Congressman Mark Sanford is squiring his mistress-turned-fiancee around Washington. Former Rep. Anthony Weiner looks like a lock for a runoff in New York City's mayoral race. And now ex-governor Eliot Spitzer is taking his black socks on the campaign trail.
Sent into exile for their sexual indiscretions — a foreign affair, a below-the-belt selfie and a stint as an escort's infamous "Client No. 9" — all three men are now back with a vengeance.
It's enough to make you wonder: Is the political sex scandal going the way of the hanging chad?
"The American voters are becoming more and more desensitized to the American political scandal," said Ron Bonjean, who was communications director for then-House Speaker Dennis Hastert when GOP Rep. Mark Foley was forced from office for sexual messages to male pages in 2006.
"The more it happens, the more people get used to it."
"The 24/7 social media news culture destroys politicians during the scandal, but after it can help," added Bonjean, now a Washington crisis communications specialist. "So much news is consumed so quickly, it can feel like a million years since the scandal."
The days of being permanently banished from office for some garden-variety monkey business like 1988 presidential candidate Gary Hart appear to be over.

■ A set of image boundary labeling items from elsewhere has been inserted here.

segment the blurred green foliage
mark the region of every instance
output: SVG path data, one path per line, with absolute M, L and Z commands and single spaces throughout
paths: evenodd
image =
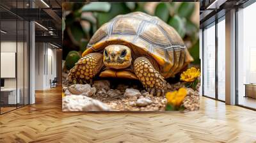
M 70 58 L 70 54 L 74 53 L 69 52 L 76 50 L 79 52 L 77 54 L 81 55 L 93 33 L 102 24 L 120 14 L 138 11 L 148 13 L 148 9 L 151 9 L 147 8 L 148 3 L 64 3 L 63 57 L 67 60 L 66 63 L 72 66 L 78 60 L 77 58 Z M 161 2 L 157 3 L 154 8 L 152 14 L 176 29 L 193 57 L 193 64 L 200 64 L 199 26 L 191 20 L 195 10 L 195 3 Z

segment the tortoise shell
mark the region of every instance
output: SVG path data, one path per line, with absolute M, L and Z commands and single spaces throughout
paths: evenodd
M 102 52 L 106 47 L 113 44 L 130 47 L 132 58 L 147 56 L 155 60 L 164 78 L 173 77 L 193 61 L 172 27 L 142 12 L 120 15 L 102 25 L 90 39 L 83 56 Z

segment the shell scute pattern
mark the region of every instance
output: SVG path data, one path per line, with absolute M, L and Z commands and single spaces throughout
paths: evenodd
M 104 24 L 92 38 L 83 56 L 102 52 L 111 44 L 125 45 L 138 56 L 148 55 L 160 65 L 159 72 L 165 78 L 173 77 L 193 61 L 173 27 L 141 12 L 118 15 Z

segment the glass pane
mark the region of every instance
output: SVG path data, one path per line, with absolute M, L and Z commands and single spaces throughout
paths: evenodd
M 17 28 L 18 28 L 18 40 L 17 40 L 17 91 L 19 94 L 19 103 L 17 105 L 18 107 L 24 105 L 24 22 L 23 20 L 17 21 Z
M 215 98 L 215 25 L 204 31 L 204 95 Z
M 1 113 L 16 109 L 20 103 L 17 92 L 17 21 L 1 22 Z M 18 96 L 17 96 L 18 95 Z
M 238 16 L 238 104 L 256 109 L 256 3 L 239 10 Z
M 29 24 L 28 22 L 24 22 L 24 105 L 29 104 Z
M 225 100 L 225 22 L 218 24 L 218 98 Z

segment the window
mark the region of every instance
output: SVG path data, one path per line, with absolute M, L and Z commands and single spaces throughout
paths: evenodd
M 215 98 L 215 23 L 204 31 L 204 95 Z
M 218 23 L 218 99 L 225 100 L 225 17 Z
M 256 3 L 237 11 L 237 103 L 256 109 Z

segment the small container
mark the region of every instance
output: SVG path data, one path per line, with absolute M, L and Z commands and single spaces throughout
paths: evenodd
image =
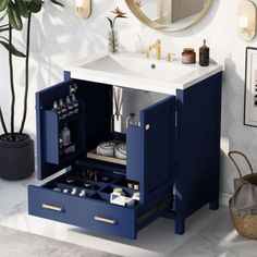
M 68 184 L 73 184 L 75 180 L 73 178 L 66 178 L 66 183 Z
M 206 39 L 204 40 L 204 46 L 199 49 L 199 64 L 200 66 L 210 64 L 210 49 L 206 46 Z
M 82 189 L 81 193 L 79 193 L 79 197 L 85 197 L 85 196 L 86 196 L 86 191 Z
M 77 193 L 77 188 L 76 187 L 74 187 L 74 188 L 72 188 L 72 195 L 76 195 L 76 193 Z
M 122 196 L 124 196 L 125 193 L 123 192 L 122 188 L 115 187 L 115 188 L 113 188 L 112 195 L 122 195 Z
M 139 192 L 134 193 L 132 198 L 135 200 L 140 200 L 140 193 Z
M 182 62 L 184 64 L 194 64 L 196 62 L 196 53 L 194 48 L 185 48 L 183 50 Z

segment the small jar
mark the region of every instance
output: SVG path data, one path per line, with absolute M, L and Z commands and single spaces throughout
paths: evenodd
M 185 48 L 183 50 L 182 62 L 185 64 L 194 64 L 196 62 L 196 52 L 194 48 Z

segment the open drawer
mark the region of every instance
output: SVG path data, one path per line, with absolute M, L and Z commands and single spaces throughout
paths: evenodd
M 30 185 L 28 213 L 127 238 L 136 238 L 137 231 L 144 227 L 144 223 L 147 224 L 149 220 L 158 217 L 159 210 L 149 209 L 156 206 L 157 203 L 154 201 L 151 207 L 139 203 L 131 207 L 110 204 L 109 187 L 114 187 L 115 183 L 121 180 L 115 175 L 110 183 L 90 182 L 95 187 L 86 189 L 86 195 L 83 197 L 78 193 L 71 194 L 74 186 L 65 184 L 66 178 L 75 178 L 75 175 L 71 176 L 71 173 L 65 173 L 42 186 Z M 77 181 L 81 184 L 76 184 L 76 188 L 81 191 L 83 183 L 81 179 Z M 57 192 L 54 189 L 57 187 L 61 191 Z M 66 193 L 63 193 L 64 188 Z M 133 193 L 126 189 L 125 192 L 127 196 Z M 148 211 L 150 211 L 149 215 L 146 215 Z

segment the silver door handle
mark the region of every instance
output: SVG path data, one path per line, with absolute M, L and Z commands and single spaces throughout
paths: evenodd
M 47 210 L 58 211 L 58 212 L 62 212 L 63 211 L 62 207 L 58 207 L 58 206 L 53 206 L 53 205 L 47 205 L 47 204 L 42 204 L 42 208 L 47 209 Z
M 98 217 L 98 216 L 95 216 L 94 219 L 95 219 L 96 221 L 100 221 L 100 222 L 108 223 L 108 224 L 115 224 L 115 223 L 117 223 L 115 220 L 106 219 L 106 218 Z

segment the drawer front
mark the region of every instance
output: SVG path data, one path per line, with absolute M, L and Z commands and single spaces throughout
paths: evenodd
M 38 186 L 28 187 L 28 213 L 107 234 L 136 238 L 136 211 Z

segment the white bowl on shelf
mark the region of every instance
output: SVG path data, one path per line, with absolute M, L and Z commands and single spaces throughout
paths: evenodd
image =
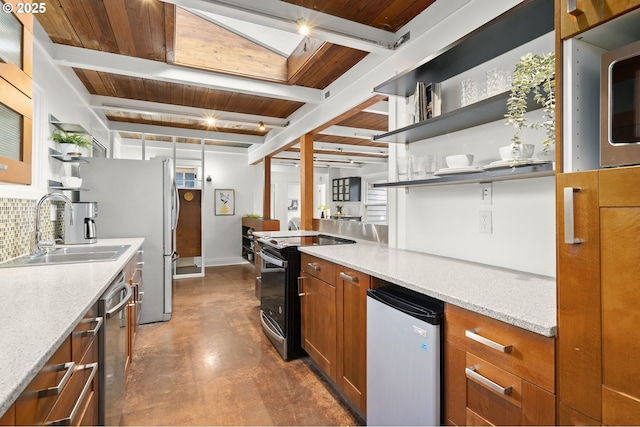
M 60 182 L 65 188 L 80 188 L 82 186 L 82 178 L 77 176 L 62 176 Z
M 444 160 L 450 168 L 464 168 L 473 163 L 473 154 L 455 154 L 445 157 Z
M 536 151 L 534 144 L 511 144 L 498 148 L 502 160 L 530 159 Z

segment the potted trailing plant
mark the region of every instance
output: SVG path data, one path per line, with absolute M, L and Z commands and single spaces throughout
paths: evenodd
M 524 115 L 527 112 L 527 97 L 533 91 L 533 100 L 542 105 L 544 116 L 542 123 L 528 124 Z M 514 152 L 518 150 L 520 131 L 524 127 L 537 129 L 542 126 L 545 139 L 542 141 L 544 153 L 555 143 L 555 54 L 527 53 L 516 64 L 511 84 L 511 95 L 507 100 L 507 124 L 513 125 L 516 132 L 511 138 Z
M 81 133 L 65 132 L 56 129 L 51 134 L 51 140 L 60 144 L 60 152 L 68 156 L 81 156 L 83 148 L 91 148 L 91 140 Z

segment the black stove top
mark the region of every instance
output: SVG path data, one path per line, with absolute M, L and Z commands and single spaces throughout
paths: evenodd
M 260 243 L 272 246 L 276 249 L 284 249 L 297 246 L 324 246 L 324 245 L 345 245 L 355 243 L 355 240 L 343 237 L 329 236 L 327 234 L 316 234 L 313 236 L 283 236 L 283 237 L 262 237 L 258 239 Z

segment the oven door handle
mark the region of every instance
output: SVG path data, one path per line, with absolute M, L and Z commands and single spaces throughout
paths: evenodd
M 273 265 L 277 265 L 280 268 L 287 268 L 288 266 L 288 262 L 281 260 L 279 258 L 276 258 L 274 256 L 271 256 L 268 252 L 265 251 L 260 251 L 260 256 L 262 257 L 263 261 L 267 261 L 268 263 L 271 263 Z

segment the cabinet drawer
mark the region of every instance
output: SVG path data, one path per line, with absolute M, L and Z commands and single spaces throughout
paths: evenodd
M 94 341 L 76 364 L 69 383 L 49 413 L 46 425 L 97 425 L 98 343 Z M 95 414 L 94 419 L 87 415 Z
M 445 306 L 445 338 L 545 390 L 555 390 L 553 338 L 451 304 Z
M 87 348 L 102 328 L 103 319 L 97 316 L 98 306 L 94 304 L 71 333 L 71 358 L 76 363 L 80 363 Z
M 71 361 L 71 338 L 67 338 L 29 383 L 16 401 L 16 424 L 39 425 L 62 394 L 75 364 Z
M 300 269 L 309 276 L 317 277 L 327 283 L 335 283 L 336 265 L 331 261 L 302 254 Z

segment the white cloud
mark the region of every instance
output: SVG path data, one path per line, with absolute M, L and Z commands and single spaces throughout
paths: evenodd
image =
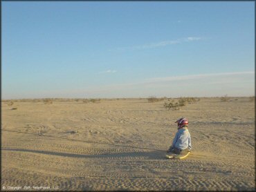
M 102 74 L 102 73 L 115 73 L 116 72 L 117 72 L 117 70 L 110 70 L 110 69 L 109 69 L 107 70 L 100 71 L 98 73 L 99 74 Z
M 174 45 L 177 44 L 182 44 L 188 41 L 199 41 L 203 38 L 199 37 L 188 37 L 182 39 L 178 39 L 176 40 L 167 40 L 162 41 L 156 43 L 152 43 L 149 44 L 136 46 L 127 46 L 127 47 L 120 47 L 116 49 L 111 49 L 109 50 L 142 50 L 142 49 L 149 49 L 155 48 L 158 47 L 164 47 L 170 45 Z

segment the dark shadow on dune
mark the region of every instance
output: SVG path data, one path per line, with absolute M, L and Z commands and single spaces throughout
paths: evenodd
M 3 151 L 19 151 L 19 152 L 28 152 L 45 155 L 57 155 L 62 157 L 70 157 L 75 158 L 141 158 L 146 160 L 160 160 L 163 159 L 165 153 L 158 151 L 134 151 L 134 152 L 123 152 L 118 153 L 102 153 L 102 154 L 76 154 L 76 153 L 61 153 L 61 152 L 53 152 L 42 150 L 33 150 L 33 149 L 25 149 L 25 148 L 2 148 Z
M 1 129 L 1 131 L 19 133 L 26 134 L 26 135 L 37 135 L 37 136 L 39 135 L 40 137 L 57 138 L 57 139 L 66 140 L 69 140 L 69 141 L 80 142 L 84 142 L 84 143 L 104 144 L 104 145 L 108 145 L 108 146 L 121 146 L 121 147 L 127 147 L 127 148 L 134 148 L 152 150 L 152 151 L 163 151 L 163 150 L 156 149 L 156 148 L 146 148 L 146 147 L 139 147 L 139 146 L 125 146 L 125 145 L 118 144 L 108 144 L 108 143 L 100 142 L 97 142 L 97 141 L 84 141 L 84 140 L 75 140 L 75 139 L 71 139 L 71 138 L 60 137 L 53 136 L 53 135 L 42 135 L 42 134 L 39 135 L 39 134 L 35 134 L 35 133 L 24 133 L 24 132 L 22 132 L 22 131 L 8 130 L 8 129 L 3 129 L 3 128 Z

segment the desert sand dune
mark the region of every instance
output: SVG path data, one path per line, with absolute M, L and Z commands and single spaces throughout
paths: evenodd
M 255 190 L 254 101 L 201 98 L 179 111 L 164 102 L 3 101 L 1 189 Z M 167 160 L 181 117 L 192 152 Z

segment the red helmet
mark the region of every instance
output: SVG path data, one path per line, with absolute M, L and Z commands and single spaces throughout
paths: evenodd
M 179 120 L 176 120 L 175 123 L 178 124 L 178 128 L 181 128 L 184 126 L 188 125 L 188 121 L 185 118 L 181 118 Z

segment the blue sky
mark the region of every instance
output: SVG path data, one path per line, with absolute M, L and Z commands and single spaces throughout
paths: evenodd
M 254 1 L 2 2 L 2 99 L 251 96 Z

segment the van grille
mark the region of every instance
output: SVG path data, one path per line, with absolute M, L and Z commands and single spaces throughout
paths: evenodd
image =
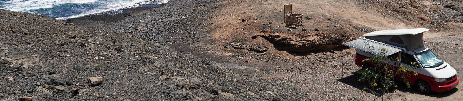
M 454 75 L 453 76 L 452 76 L 452 77 L 450 77 L 447 78 L 446 78 L 445 79 L 446 79 L 447 81 L 448 81 L 452 80 L 454 78 L 457 78 L 457 75 Z

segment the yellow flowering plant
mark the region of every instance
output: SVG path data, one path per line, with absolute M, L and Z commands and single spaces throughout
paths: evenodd
M 357 81 L 366 81 L 369 83 L 369 87 L 365 87 L 362 92 L 371 92 L 374 95 L 380 95 L 383 99 L 386 92 L 388 92 L 391 87 L 397 87 L 394 82 L 394 78 L 405 83 L 407 88 L 410 87 L 411 83 L 407 78 L 418 75 L 418 72 L 412 71 L 419 66 L 417 63 L 412 63 L 413 66 L 411 67 L 389 65 L 388 61 L 400 61 L 401 59 L 398 58 L 388 59 L 386 56 L 388 50 L 386 48 L 375 49 L 375 47 L 370 46 L 370 44 L 366 41 L 365 43 L 365 47 L 368 46 L 369 53 L 371 53 L 371 57 L 363 60 L 362 62 L 369 67 L 363 68 L 366 71 L 359 75 L 374 75 L 371 77 L 361 76 L 362 77 L 358 79 Z M 379 88 L 375 89 L 375 87 Z

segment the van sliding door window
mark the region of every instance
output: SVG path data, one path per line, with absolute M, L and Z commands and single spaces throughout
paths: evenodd
M 400 63 L 411 66 L 413 66 L 412 65 L 412 62 L 417 63 L 416 62 L 416 59 L 415 59 L 415 58 L 413 55 L 405 53 L 402 53 L 401 54 L 402 55 L 400 56 Z
M 399 55 L 399 53 L 395 53 L 389 55 L 388 56 L 388 59 L 392 61 L 397 61 L 397 55 Z

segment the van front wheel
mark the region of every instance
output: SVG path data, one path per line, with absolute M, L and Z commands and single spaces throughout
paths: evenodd
M 431 88 L 427 83 L 423 81 L 418 81 L 415 84 L 416 89 L 420 93 L 427 94 L 431 92 Z

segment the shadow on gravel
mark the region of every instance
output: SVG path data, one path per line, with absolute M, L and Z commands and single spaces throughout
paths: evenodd
M 376 89 L 379 87 L 378 85 L 376 87 L 373 87 L 369 86 L 369 83 L 367 82 L 358 82 L 358 79 L 357 78 L 357 75 L 356 72 L 352 72 L 351 75 L 348 75 L 347 77 L 338 79 L 337 81 L 341 82 L 343 83 L 345 83 L 346 84 L 352 86 L 352 87 L 355 87 L 358 89 L 360 90 L 362 90 L 365 88 L 367 88 L 369 89 L 374 89 L 374 91 L 368 91 L 366 90 L 366 93 L 369 93 L 371 95 L 376 95 L 378 97 L 381 97 L 381 92 L 382 92 L 381 89 Z M 394 87 L 391 87 L 388 89 L 386 91 L 386 93 L 389 93 L 394 92 L 395 90 L 395 88 Z M 376 93 L 375 93 L 376 92 Z M 360 93 L 360 92 L 359 92 Z M 364 92 L 363 93 L 365 93 Z
M 451 89 L 449 91 L 444 92 L 444 93 L 436 93 L 434 92 L 432 92 L 429 94 L 423 94 L 422 93 L 418 92 L 416 91 L 415 89 L 414 86 L 410 86 L 410 88 L 407 88 L 407 85 L 405 83 L 402 82 L 396 82 L 397 83 L 397 86 L 398 87 L 396 87 L 395 89 L 403 92 L 408 92 L 411 94 L 421 95 L 428 96 L 432 97 L 444 97 L 452 95 L 455 94 L 457 91 L 458 90 L 458 89 L 457 88 Z
M 347 84 L 348 85 L 352 86 L 352 87 L 355 87 L 358 89 L 359 90 L 362 90 L 365 87 L 367 87 L 367 88 L 370 89 L 374 89 L 371 87 L 371 86 L 368 86 L 368 83 L 366 82 L 359 82 L 357 81 L 357 75 L 355 72 L 351 73 L 351 75 L 349 75 L 347 77 L 338 79 L 337 81 L 341 82 L 343 83 Z M 444 97 L 450 95 L 455 94 L 457 91 L 458 90 L 457 88 L 454 89 L 453 89 L 450 90 L 448 92 L 444 93 L 436 93 L 436 92 L 431 92 L 429 94 L 423 94 L 418 92 L 415 89 L 415 86 L 411 86 L 410 88 L 407 88 L 407 85 L 405 83 L 402 82 L 400 81 L 394 80 L 394 82 L 397 83 L 398 87 L 392 87 L 390 88 L 388 91 L 386 91 L 386 93 L 392 93 L 394 92 L 394 90 L 398 90 L 403 92 L 408 92 L 411 94 L 418 94 L 426 95 L 432 97 Z M 377 88 L 375 88 L 377 89 Z M 381 90 L 375 90 L 375 91 L 376 92 L 382 92 Z M 360 93 L 360 92 L 359 92 Z M 380 94 L 375 94 L 373 92 L 369 91 L 368 93 L 371 94 L 372 95 L 375 95 L 377 96 L 381 96 L 381 95 Z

Some public servants caught in a compromising position don't even have to take a break: Louisiana Sen. David Vitter stayed in office and handily won another term in 2010 despite admitting a "serious sin" when his name appeared in a madam's black book.
"A good sex scandal isn't what it used to be, that's for sure," former Republican National Committee chairman Michael Steele said on MSNBC's "Hardball" this week. "Politicians today have figured out how to apologize."
And voters, he said, have decided that on-the-job performance trumps whatever happens between the sheets.
"At the end of the day, if you’ve got the trains running, what you do in your bedroom and what you do on your time is your business," Steele said.
The syndicated sex columnist Dan Savage thinks voters are employing a twist on the golden rule: do unto political animals as you would have them do unto you (if someone found out you were meeting escort Ashley Dupre at the Mayflower Hotel).
"There's this realization that with all of us living so much of our personal and private lives online, and everybody carrying around a porn production studio in their pocket in the form of an iPhone, we will all one day be disqualified from public life if this is the standard," he said.
"People look at Weiner and say, 'I've done it — and my kids are doing it," Savage added. "People want there to be a bit of understanding, leeway and compassion."
The amount of time a repentant representative has to spend out of public life seems to be diminishing, if Weiner's resurgence is any indication.
Spitzer waited five years after resigning as New York's Democratic governnor amid a prostitution probe to make his comeback bid by running for New York city comptroller. Weiner went from tweeting a lewd photo to leading a Democratic primary poll in just two years.
Lee Miringoff, director of the Marist Institute of Public Opinion, said Spitzer's move could hurt Weiner -- not because he keeps sex in the headlines, but because he steals some of the spotlight Weiner has enjoyed because of his own scandal.
"There is only so much oxygen that goes around," Miringoff said.
Still, there are limits to the public's lenience. The nature of the offense and the sincerity of the apology determine who gets love from the voters.
"The question is: Is this the death knell for sex scandals? And the answer depends on the type of scandal and the skill of the politician involved in the scandal," said Alison Dagnes, a political science professor at Shippensburg University and author of "Sex Scandals in American Politics."
"When there is a sex-scandal involving infidelity, the voters will give that a pass. When there is an abuse of power, that is much harder for the voters to let go of, a la John Ensign," she said, referring to the Nevada Republican who resigned from the Senate in 2011 ahead of an Ethics Committee report that he broke federal laws covering up an affair with an aide.
Experts say voters are far less likely to absolve a candidate for a dalliance with someone underage, shenanigans that smack of harassment or gay affairs. Family-values candidates who stray can leave supporters feeling betrayed.
"Under the umbrella of sex, there are some things that are impossible to come back from," said Brian Jones, a partner in the Washington consulting firm Black Rock Group.
"There is a point of no return but it's 'I know it when I see it.' People like redemption and everyone says that they did things that they have regretted. But what is the gradient is unclear."
The path to redemption has been well-defined.
"The equation is: Acknowledgement of mistake plus time plus running for the right office equals voters willing to consider you," said Jones. Having your wife stand by you doesn't hurt either, Dagnes said.
Larry Flynt, the porn king who runs the Hustler empire, has a side gig digging up dirt on two-faced Washington politicians. He agrees that breaking the seventh commandment is no longer a career-killer.
"Americans are just not interested in what's going on in someone's bedroom," Flynt said. "But what's very much alive is if the affair is associated with hypocrisy or corruption."
He sounded almost disappointed as he spoke about one of his current cases — a powerful Republican he claims is cheating on his wife.
"But it's just an affair," Flynt says. "So I don't think we're going to do it."